Bertajuk “Building gen Z’ Optimism through Positive Content”, acara yang berlangsung di Auditorium Mandiri Fisipol UGM ini berhasil meraup ratusan peserta. Pembicaranya adalah sosok yang sudah banyak meraih penghargaan di bidang produksi konten media sosial sekaligus merupakan founder dari Good News from Indonesia (GNFI), Akhyari Hananto.

“Gimana kemudian kita bisa jadi netizen atau generasi milenial yang ikut menyebarkan hal positif dan cinta tanah air yang terkadang tidak bisa kita temui di kanal media lain,” kata Fedryno Geza selaku moderator. Akhyari bercerita asal mula ide mengenai GNFI berawal ketika dia hidup di Inggris pada tahun 2010 dan mendapati bahwa bahwa penduduk Inggris yang tidak banyak mengetahui tentang Indonesia.
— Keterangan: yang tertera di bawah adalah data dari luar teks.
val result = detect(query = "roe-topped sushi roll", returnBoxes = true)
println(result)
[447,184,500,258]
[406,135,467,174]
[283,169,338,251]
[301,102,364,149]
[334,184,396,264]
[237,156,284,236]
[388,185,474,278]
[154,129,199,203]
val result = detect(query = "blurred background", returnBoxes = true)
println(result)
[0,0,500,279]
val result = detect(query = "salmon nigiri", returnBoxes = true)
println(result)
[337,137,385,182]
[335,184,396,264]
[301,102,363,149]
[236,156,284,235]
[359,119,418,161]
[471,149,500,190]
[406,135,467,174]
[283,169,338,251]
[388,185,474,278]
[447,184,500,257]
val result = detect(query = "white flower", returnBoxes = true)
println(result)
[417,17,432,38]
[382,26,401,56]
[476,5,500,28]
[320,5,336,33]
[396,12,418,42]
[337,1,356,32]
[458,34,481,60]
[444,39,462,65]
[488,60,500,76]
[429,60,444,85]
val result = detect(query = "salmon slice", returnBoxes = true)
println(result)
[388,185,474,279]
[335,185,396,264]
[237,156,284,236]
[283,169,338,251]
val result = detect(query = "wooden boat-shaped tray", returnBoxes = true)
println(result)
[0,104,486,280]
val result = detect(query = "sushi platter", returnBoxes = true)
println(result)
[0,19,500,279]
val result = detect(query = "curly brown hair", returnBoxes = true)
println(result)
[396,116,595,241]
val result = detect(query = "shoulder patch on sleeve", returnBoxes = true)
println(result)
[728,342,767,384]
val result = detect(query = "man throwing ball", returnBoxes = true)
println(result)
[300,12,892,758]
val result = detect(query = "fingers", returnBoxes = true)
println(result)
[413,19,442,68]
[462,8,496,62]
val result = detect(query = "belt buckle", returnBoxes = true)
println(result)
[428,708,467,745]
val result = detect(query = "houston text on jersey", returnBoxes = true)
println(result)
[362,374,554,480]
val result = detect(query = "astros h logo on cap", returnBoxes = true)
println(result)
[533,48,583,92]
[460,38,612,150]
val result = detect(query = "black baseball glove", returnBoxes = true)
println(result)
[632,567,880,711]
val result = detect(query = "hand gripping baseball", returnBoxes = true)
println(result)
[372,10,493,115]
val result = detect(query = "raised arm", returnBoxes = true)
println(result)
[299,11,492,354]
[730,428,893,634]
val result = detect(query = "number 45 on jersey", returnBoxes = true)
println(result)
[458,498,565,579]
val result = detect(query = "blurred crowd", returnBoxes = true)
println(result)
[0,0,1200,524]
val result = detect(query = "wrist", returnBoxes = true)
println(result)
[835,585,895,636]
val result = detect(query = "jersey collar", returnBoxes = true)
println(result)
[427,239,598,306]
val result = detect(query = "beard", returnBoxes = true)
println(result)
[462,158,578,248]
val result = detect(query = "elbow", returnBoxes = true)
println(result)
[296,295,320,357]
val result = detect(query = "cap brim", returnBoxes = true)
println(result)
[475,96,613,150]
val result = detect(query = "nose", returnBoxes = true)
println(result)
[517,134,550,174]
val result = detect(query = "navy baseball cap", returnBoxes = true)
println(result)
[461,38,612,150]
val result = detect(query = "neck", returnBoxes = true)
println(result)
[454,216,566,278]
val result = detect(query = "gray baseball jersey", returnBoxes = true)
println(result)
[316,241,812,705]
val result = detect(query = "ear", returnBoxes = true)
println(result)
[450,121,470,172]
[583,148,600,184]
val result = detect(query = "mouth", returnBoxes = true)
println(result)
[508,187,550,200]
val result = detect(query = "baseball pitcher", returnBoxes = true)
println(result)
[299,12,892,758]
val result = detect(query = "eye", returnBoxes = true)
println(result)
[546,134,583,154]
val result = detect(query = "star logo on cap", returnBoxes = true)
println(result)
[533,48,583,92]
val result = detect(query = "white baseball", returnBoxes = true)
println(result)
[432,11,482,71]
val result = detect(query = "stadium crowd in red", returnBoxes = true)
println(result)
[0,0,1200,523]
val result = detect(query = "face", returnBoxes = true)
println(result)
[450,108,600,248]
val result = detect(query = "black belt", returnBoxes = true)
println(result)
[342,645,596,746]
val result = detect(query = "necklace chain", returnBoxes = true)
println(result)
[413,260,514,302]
“Kalau pun mereka tahu Indonesia, biasanya apa yang mereka tahu identik dengan hal negatif, entah itu tsunami atau warga Indonesia yang sering bertengkar. Nah dari sini, saya berusaha untuk membangun reputasi Indonesia baik di luar negeri mau pun dalam negeri karena di keduanya sama-sama negatif,” kata Akhyari. Menurut Akhyari, ruang publik informasi yang ditemui oleh generasi milenial sehari-hari ddominasi oleh hal-hal negatif yang tidak bermanfaat.
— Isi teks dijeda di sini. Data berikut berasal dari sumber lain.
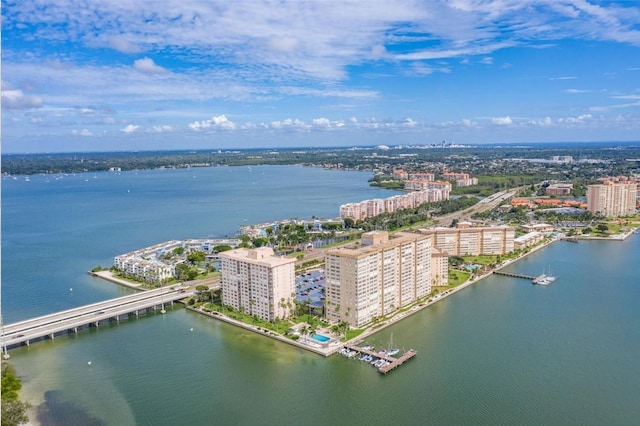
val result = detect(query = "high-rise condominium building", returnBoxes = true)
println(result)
[325,231,431,327]
[220,247,296,321]
[420,222,516,256]
[587,182,638,217]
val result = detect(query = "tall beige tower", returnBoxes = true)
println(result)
[220,247,296,321]
[587,182,638,217]
[325,231,432,327]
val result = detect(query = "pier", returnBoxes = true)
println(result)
[344,344,417,374]
[493,271,538,281]
[2,287,202,356]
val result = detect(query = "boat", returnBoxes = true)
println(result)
[387,333,400,356]
[533,274,556,285]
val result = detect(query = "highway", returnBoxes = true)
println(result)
[2,284,217,348]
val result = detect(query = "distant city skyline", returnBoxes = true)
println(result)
[2,0,640,153]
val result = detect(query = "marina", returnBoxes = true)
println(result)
[339,344,417,374]
[493,271,557,285]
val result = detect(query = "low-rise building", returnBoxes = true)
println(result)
[513,231,544,250]
[545,183,573,196]
[522,223,554,233]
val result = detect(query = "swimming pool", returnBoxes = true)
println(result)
[311,334,331,343]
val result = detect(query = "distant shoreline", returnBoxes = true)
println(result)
[90,228,638,357]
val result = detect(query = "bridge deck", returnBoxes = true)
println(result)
[2,287,210,348]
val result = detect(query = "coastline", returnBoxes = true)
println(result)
[89,270,145,291]
[90,228,638,357]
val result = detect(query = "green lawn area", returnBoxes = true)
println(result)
[450,269,471,289]
[463,254,500,265]
[202,303,292,334]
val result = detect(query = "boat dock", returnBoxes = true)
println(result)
[344,344,417,374]
[493,271,538,281]
[493,271,556,285]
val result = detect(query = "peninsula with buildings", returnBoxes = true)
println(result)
[102,159,640,360]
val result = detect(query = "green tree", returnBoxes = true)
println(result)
[2,362,31,426]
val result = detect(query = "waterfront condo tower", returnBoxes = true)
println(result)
[220,247,296,321]
[325,231,432,327]
[587,181,638,217]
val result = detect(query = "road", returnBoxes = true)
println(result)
[296,187,524,266]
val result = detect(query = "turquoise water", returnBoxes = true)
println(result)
[2,167,640,426]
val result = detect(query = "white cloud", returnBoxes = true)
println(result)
[188,114,237,131]
[564,89,591,94]
[133,57,167,74]
[462,118,478,128]
[267,37,300,52]
[527,117,553,127]
[558,114,593,124]
[108,35,140,53]
[400,117,418,127]
[71,129,93,136]
[491,116,513,126]
[2,81,42,110]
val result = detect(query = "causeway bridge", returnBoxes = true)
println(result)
[2,286,215,356]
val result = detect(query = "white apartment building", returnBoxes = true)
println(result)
[325,231,432,327]
[513,231,544,250]
[220,247,296,321]
[420,224,515,256]
[431,247,449,286]
[587,182,638,217]
[340,187,451,220]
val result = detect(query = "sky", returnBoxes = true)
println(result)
[2,0,640,153]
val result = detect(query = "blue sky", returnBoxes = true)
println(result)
[2,0,640,153]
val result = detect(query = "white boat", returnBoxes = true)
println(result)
[533,274,556,285]
[387,333,400,356]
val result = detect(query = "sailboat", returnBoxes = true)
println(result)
[533,268,556,285]
[387,333,400,356]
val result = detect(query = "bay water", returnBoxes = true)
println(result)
[1,166,640,425]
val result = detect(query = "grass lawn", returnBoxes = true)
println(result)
[448,269,471,289]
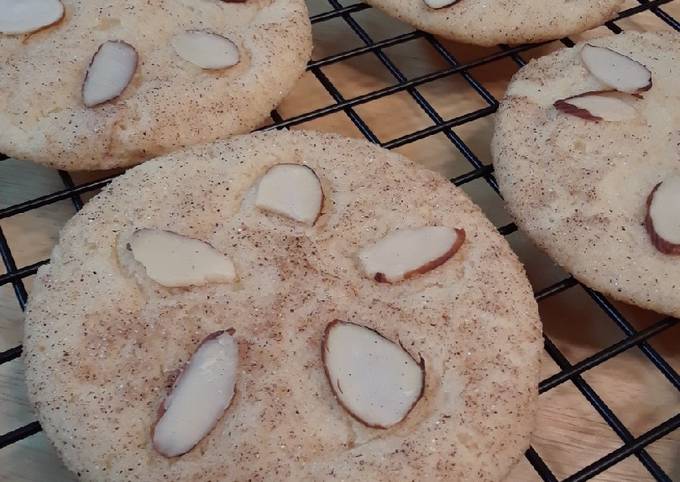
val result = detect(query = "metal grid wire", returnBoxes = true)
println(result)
[0,0,680,482]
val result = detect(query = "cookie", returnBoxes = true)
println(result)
[366,0,623,46]
[0,0,311,170]
[24,132,542,481]
[492,33,680,316]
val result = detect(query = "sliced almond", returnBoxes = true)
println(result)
[423,0,460,10]
[153,330,238,457]
[0,0,64,35]
[83,40,137,107]
[171,30,240,70]
[645,176,680,255]
[358,226,465,283]
[128,229,236,288]
[255,164,323,225]
[554,91,638,122]
[322,320,425,428]
[581,44,652,94]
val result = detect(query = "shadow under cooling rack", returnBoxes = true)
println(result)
[0,0,680,482]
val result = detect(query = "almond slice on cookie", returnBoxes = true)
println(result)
[581,44,652,94]
[322,320,425,428]
[255,164,323,226]
[171,30,240,70]
[83,40,137,107]
[153,330,238,457]
[553,91,638,122]
[0,0,64,35]
[358,226,465,283]
[645,175,680,255]
[127,229,236,288]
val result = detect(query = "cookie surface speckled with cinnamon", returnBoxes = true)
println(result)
[492,32,680,316]
[0,0,311,170]
[366,0,623,46]
[24,131,543,482]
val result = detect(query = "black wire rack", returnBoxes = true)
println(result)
[0,0,680,482]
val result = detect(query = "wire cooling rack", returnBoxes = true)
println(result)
[0,0,680,482]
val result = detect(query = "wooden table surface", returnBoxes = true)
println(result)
[0,0,680,482]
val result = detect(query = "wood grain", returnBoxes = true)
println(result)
[0,0,680,482]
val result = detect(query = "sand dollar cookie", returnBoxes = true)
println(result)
[493,33,680,316]
[24,132,542,481]
[0,0,311,170]
[367,0,623,46]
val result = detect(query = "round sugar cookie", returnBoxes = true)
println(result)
[366,0,623,46]
[492,33,680,316]
[0,0,311,170]
[24,132,542,482]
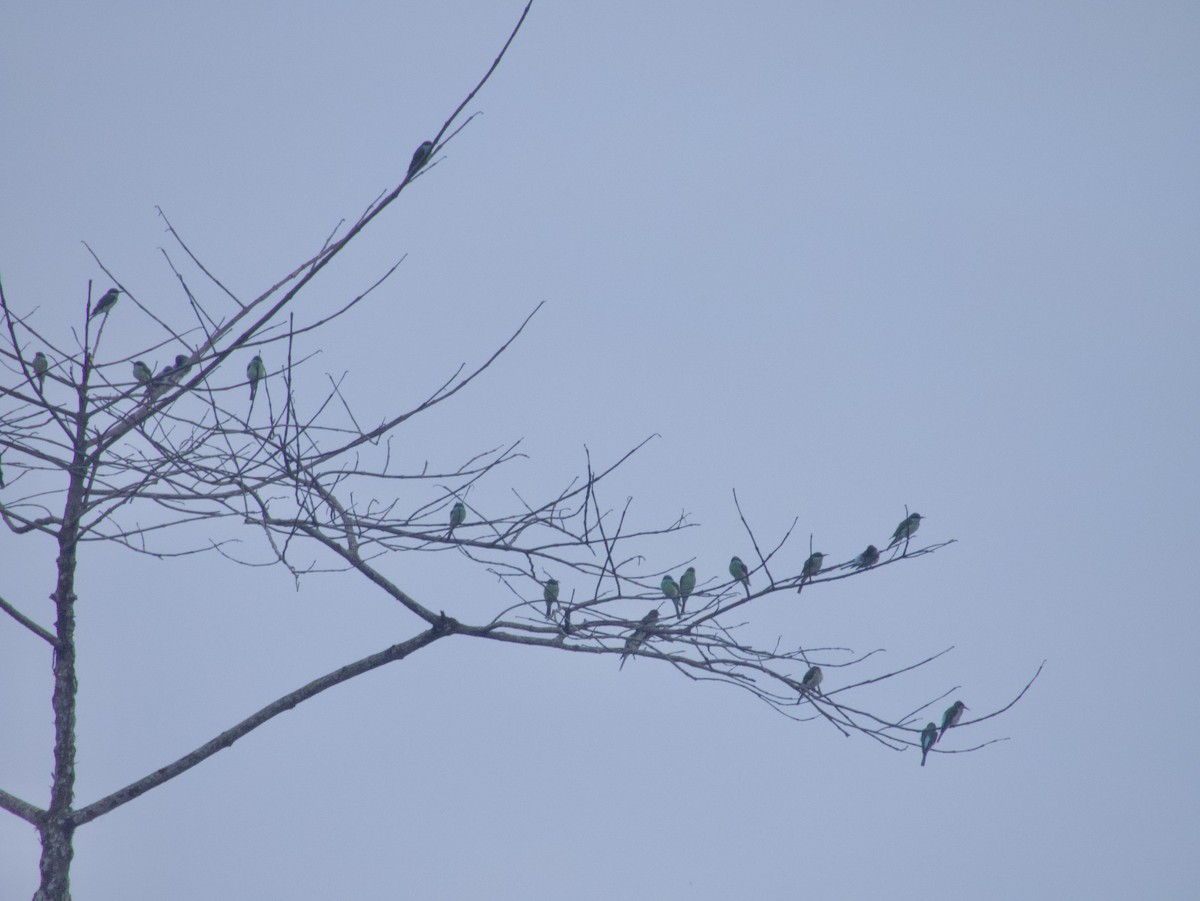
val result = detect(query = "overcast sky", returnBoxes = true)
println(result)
[0,0,1200,901]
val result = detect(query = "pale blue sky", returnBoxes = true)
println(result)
[0,2,1200,901]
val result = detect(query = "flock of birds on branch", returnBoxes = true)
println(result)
[446,500,967,767]
[20,288,266,407]
[16,140,439,419]
[14,254,967,767]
“Kebanyakan generasi milenial lebih paham keseharian artis dibanding urusan devisa atau turis di Indonesia,” kata Akhyari. Padahal, terdapat 165 juta anak muda di Indonesia yang seharusnya bisa menjadi potensi bagi Indonesia. Jumlah ini bahkan lebih banyak dari jumlah keseluruhan penduduk di negara tetangga seperti Malaysia, Singapore, dan Brunei Darussalam.
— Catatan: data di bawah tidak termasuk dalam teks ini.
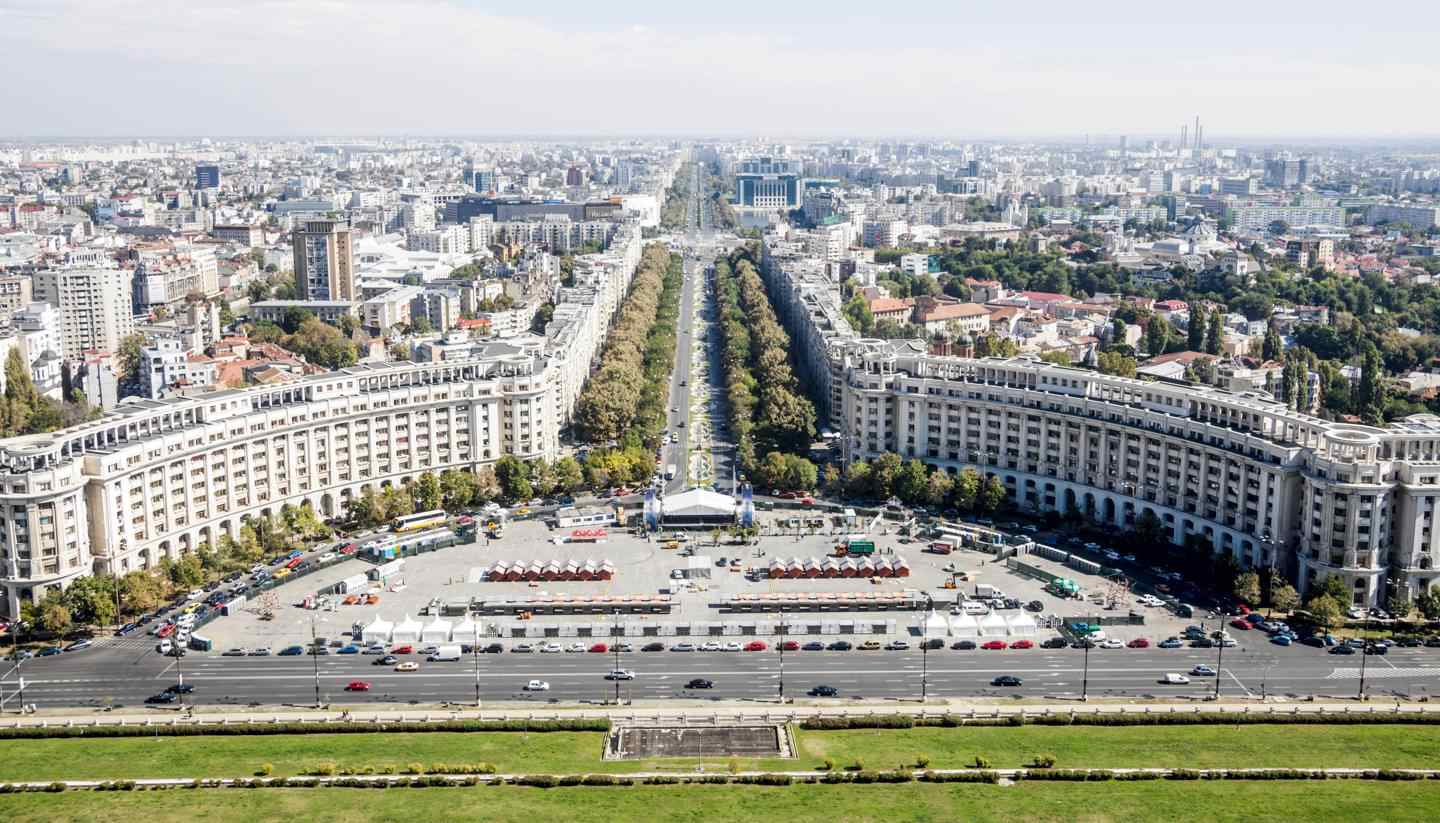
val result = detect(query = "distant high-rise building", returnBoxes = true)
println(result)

“Anak muda ini menjadi bibit majunya Jepang, Korea Selatan, dan China di awal-awal tahun kejayaan mereka,” kata Akhyari. Selain anak mudanya, Indonesia juga memiliki potensi sebagai digital power house. Akhyari mengatakan jumlah pengguna media sosial di Indonesia mencapai 151 juta orang dan dinyatakan sangat aktif dalam penggunaannya.

Hal ini bisa menjadi sebuah potensi kekuataan ekonomi baru dengan jumlah startup unicorn di Indonesia saat ini ada 6 buah. Singapore hanya memiliki 3 unicorn, sedangkan Vietnam dan Filipina masing-masing 1 unicorn. Dunia digital yang berkembang pesat juga mendukung ekosistem ecommerce untuk berkembang dan meningkat.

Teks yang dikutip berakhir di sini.